Dieses Szenario träte vermutlich ein, wenn die USA überstürzt abzögen und „Warlords“ um die Macht kämpften. Während ein „Bosnien“-Modell für Washington verlockend klingt (der Krieg endete mit einem Waffenstillstand, kein einziger US-Soldat verlor sein Leben), ruft eine Assoziation mit Somalia dunkle Erinnerungen wach: Die USA griffen 1992 in einen Bürgerkrieg zwischen Somalischen Clans ein, um eine humanitäre Katastrophe abzuwenden. Im Oktober 1993 scheiterte eine US-Militäraktion, ein Blackhawk-Hubschrauber wurde abgeschossen, im Fernsehen war zu sehen, wie der Mob im Oktober 1993 die Leiche eines US-Soldaten durch die Straßen Mogadischus schleifte.

Daraufhin beschloss der damalige Präsident Bill Clinton, die US-Soldaten abzuziehen. Seither haben im Somalia Milizen das Sagen, es herrscht Anarchie. In Bagdad werden Parallelen zu Mogadischu sichtbar: Die schiitischen und sunnitischen Milizen haben an Macht gewonnen, im Süden bekriegen sich mittlerweile nicht nur Schiiten und Sunniten, sondern auch Schiiten untereinander.

4Modell Südkorea: Gekommen, geblieben

Die US-Armee bleibt, und zwar lang – wie in Südkorea. Dort sind 54 Jahre nach dem Ende des Korea-Krieges immer noch über 30.000 US-Soldaten stationiert. Die US-Präsenz auf der koreanischen Halbinsel wird aller Voraussicht nach weiter andauern: Eine Lösung des Konflikts zwischen den USA und Nordkorea ist zwar seit dem Einlenken Pjöngjangs in der Atomfrage näher gerückt, eine Wiedervereinigung zwischen beiden Koreas ist aber – zumindest kurzfristig – nicht absehbar.

5Modell Vietnam:

Niederlage, Regionalkrieg

Die USA zieht erst nach Jahren des Krieges ab, eine Ordnungsmacht übernimmt das Kommando. Das Problem im Irak: Es gibt keine Ordnungsmacht wie die Nordvietnamesen. Von einer Parallele zu Vietnam wollte das Weiße Haus von Anfang an nichts wissen. Zu bitter ist die Erinnerung an die damalige Schmach des Abzugs.

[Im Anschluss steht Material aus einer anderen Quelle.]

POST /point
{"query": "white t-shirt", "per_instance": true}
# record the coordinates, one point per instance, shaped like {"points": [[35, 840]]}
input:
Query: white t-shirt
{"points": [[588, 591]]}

Ende August zog Bush selbst einen Irak-Vietnam-Vergleich: Nach dem Rückzug der USA aus Vietnam seien dort hunderttausende Menschen getötet worden. Eine ähnliche Katastrophe würde sich im Irak ereignen, wenn die USA nicht standhaft blieben. Außerdem, so die Angst, die über allen Szenarien schwebt, könnten Nachbarländer in den Konflikt gezogen werden.